C’è un’altra stanza della memoria in casa di Dino. Una stanza piccola e difficile da scovare. Quella dove conserva il ricordo più intimo del suo amico Walter, i suoi passi. Tra minerali, corde, piccozze, stampe della rivista Epoca ci sono pantaloni e scarponi. “Quelli me li ha regalati Walter, come anche queste qui” fa indicando una scatola di cartone da cui escono alcune suole di scarpa. Alcune sono consumate, altre meno, altre ancora sono nuove. “Quando cambiava le suole me le regalava”. Sono i suoi passi, quelli dell’amico Walter. Quelli che ha fatto in giro per il mondo, sul Monte Bianco, sul Cervino o su per le valli bergamasche. “Come quella volta in cui siamo saliti ai dentoni che si vedono dalla Valle Vertova”, una serie di torrioni alti circa quindici metri che i due amici hanno scalato nell’autunno del 1979 probabilmente in prima ascensione ritrovandosi, in discesa, a perdersi tra le montagne di casa.

“Mentre stavamo affrontando il quarto torrione abbiamo deciso di scendere alla baita del vallone dell’Alben a causa del maltempo in arrivo.”

“Abbiamo trascorso l’intera notte alla baita e la mattina seguente, sotto la pioggia, abbiamo deciso di fare almeno la salita alla croce dell’Alben prima di rientrare”. I due vanno così in vetta e poi iniziano la discesa. Davanti c’è Dino, “Walter segue a ruota. Lui si fida, anche perché io qui sono praticamente di casa, ma purtroppo, un po’ la nebbia, poi la fretta e il nevischio, calcolo male il punto in cui si gira verso Sedernello e sbaglio sentiero.

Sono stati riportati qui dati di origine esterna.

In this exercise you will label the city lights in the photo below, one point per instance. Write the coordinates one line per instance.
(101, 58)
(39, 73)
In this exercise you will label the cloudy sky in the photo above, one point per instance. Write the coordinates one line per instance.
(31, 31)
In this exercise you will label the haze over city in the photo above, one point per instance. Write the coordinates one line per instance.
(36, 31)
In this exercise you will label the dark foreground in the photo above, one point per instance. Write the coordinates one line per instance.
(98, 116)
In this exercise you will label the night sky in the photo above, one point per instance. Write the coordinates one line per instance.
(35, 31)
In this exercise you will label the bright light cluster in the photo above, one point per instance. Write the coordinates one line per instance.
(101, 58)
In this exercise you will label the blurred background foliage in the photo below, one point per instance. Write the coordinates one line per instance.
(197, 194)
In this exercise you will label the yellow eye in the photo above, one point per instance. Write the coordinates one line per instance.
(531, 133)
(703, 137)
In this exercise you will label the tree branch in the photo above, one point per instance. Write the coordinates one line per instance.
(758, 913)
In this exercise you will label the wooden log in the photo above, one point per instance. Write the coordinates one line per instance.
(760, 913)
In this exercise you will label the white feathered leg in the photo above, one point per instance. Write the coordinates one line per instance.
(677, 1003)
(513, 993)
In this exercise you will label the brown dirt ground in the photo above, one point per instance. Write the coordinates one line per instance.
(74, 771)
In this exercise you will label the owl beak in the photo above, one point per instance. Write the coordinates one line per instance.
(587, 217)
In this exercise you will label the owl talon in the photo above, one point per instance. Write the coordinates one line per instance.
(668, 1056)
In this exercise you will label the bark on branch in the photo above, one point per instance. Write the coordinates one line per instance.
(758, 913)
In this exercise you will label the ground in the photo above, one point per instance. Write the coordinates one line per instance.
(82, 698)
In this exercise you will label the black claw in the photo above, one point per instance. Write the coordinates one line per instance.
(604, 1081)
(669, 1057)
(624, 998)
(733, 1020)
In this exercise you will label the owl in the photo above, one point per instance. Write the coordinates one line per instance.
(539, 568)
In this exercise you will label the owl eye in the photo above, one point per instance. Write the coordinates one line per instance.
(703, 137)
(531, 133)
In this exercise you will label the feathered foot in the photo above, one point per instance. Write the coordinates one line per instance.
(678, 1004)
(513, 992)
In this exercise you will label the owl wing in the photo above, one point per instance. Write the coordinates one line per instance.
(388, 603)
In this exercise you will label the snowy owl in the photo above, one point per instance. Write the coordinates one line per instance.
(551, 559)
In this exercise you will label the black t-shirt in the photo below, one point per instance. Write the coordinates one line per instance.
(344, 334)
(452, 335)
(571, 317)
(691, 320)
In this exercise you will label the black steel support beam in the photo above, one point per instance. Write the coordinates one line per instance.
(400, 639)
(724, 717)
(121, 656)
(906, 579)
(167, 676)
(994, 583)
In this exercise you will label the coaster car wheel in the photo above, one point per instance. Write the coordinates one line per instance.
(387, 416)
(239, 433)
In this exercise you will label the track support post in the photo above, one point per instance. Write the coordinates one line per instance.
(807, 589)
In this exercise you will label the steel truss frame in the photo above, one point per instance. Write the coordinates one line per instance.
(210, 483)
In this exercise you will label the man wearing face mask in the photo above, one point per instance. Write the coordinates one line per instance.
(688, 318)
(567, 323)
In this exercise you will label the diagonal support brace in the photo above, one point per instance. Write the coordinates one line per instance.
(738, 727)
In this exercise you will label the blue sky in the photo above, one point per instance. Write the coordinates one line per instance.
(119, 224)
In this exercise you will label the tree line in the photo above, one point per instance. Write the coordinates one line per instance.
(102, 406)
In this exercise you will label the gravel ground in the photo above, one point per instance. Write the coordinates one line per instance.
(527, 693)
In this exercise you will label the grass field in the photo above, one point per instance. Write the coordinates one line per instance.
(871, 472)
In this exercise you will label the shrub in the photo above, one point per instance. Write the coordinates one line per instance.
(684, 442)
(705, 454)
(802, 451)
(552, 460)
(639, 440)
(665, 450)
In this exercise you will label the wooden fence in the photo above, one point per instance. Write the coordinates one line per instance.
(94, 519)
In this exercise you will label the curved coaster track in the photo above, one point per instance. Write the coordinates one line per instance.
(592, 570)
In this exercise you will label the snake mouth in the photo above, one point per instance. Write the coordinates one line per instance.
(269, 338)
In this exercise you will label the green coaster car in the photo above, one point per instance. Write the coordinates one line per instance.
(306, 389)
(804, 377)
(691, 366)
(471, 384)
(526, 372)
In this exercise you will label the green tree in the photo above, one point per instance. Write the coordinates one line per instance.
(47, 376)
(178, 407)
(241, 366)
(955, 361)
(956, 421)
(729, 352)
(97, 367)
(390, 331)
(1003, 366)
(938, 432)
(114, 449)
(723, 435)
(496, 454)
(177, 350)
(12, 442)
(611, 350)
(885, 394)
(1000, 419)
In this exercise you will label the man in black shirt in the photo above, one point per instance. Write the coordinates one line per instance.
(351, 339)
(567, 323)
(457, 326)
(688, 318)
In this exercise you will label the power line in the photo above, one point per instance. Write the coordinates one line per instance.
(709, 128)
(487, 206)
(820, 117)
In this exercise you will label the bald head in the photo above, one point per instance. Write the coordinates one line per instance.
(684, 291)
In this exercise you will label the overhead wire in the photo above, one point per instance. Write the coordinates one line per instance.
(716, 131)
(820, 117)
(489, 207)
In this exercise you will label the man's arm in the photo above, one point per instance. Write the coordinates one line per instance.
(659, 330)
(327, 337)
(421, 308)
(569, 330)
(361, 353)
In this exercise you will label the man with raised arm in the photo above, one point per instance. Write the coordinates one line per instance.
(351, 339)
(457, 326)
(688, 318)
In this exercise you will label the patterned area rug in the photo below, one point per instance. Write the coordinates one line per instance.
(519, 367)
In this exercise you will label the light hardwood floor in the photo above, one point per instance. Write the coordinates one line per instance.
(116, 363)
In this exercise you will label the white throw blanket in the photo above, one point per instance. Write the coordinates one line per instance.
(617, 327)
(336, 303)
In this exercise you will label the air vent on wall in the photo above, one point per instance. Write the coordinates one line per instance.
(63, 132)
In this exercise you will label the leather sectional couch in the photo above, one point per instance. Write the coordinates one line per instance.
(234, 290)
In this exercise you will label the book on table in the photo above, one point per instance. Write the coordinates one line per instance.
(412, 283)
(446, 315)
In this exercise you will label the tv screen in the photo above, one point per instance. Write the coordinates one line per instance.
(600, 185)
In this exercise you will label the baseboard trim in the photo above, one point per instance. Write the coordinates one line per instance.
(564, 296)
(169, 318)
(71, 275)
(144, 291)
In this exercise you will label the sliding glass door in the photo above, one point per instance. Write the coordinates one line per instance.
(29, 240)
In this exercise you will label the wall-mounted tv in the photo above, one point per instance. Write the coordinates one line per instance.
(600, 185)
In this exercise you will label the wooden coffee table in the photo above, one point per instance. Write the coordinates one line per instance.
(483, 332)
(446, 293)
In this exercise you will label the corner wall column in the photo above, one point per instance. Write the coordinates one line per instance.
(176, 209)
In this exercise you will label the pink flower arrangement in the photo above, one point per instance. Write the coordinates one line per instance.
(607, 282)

Inizia così una lunga discesa su terreno ripido e erba alta resa scivolosa dalla pioggia. “Troppo pericoloso, meglio legarsi per proseguire, così, una calata dietro l’altra scivoliamo verso il basso aggrappandoci con le mani ai ciuffi d’erba.”

“Quando ci siamo ritrovati davanti a un piatto di pastasciutta Walter mi confessa che ad un certo punto era davvero preoccupato. In effetti, riguardando dal basso il nostro percorso, se ci fossimo spostati di poco verso sinistra ci saremmo trovati sopra un salto di rocce nel vuoto” spiega Dino aggiungendo poi di essersi sorpreso in quell’occasione. Un’occasione in cui l’amico bergamasco ha “scoperto un Walter in difficoltà, soprattutto fisicamente. Probabilmente perché provato dai problemi che sta attraversando con Giulia o forse perché non si è ancora ripreso dalla pancreatite presa in Africa”.

Un Walter umano quello che racconta Dino in questo racconto, un Bonatti che si sveste dei panni dell’eroe per aprirsi al mondo avvalorando il fatto che “dietro a tutte le sue conquiste c’è sempre stato un grande lavoro di preparazione, sia fisico che mentale”.

Un omaggio di Walter a Dino

Nel 1980 Walter e Giulia divorziano e Dino perde i contatti con lei. “Essendo amico con Walter non volevo metterla a disagio” spiega. “Ma l’amicizia rimane intatta sia con me che, soprattutto, con mia moglie Bianca.”

“Ci risentiremo telefonicamente solo tanti anni dopo, in occasione della mostra fotografica al Palazzo della Ragione e, come ai vecchi tempi, mi saluterà ancora con il nostro ‘Elvira!’.”

“Ci saremmo dovuti incontrare, ma giusto prima riceviamo la triste notizia che anche lei ci ha lasciati”.

Giulia era una ragazza sveglia, parlava sette lingue, era figlia di un Alto Ufficiale dell’Esercito e il suo bisnonno era Ministro del Governo Cavour. “Quando si sono sposati, Walter mi ha telefonato subito dopo essere uscito dal Municipio dicendomi che aveva sposato un harem” ride Dino. “Al momento non avevo capito, poi aggiunse che Giulia aveva sei cognomi”.

Dopo la separazione Bonatti attraversa un periodo complicato, “non solo moralmente, ma anche fisicamente”. Poi conosce Rossana e per lui inizia una nuova vita.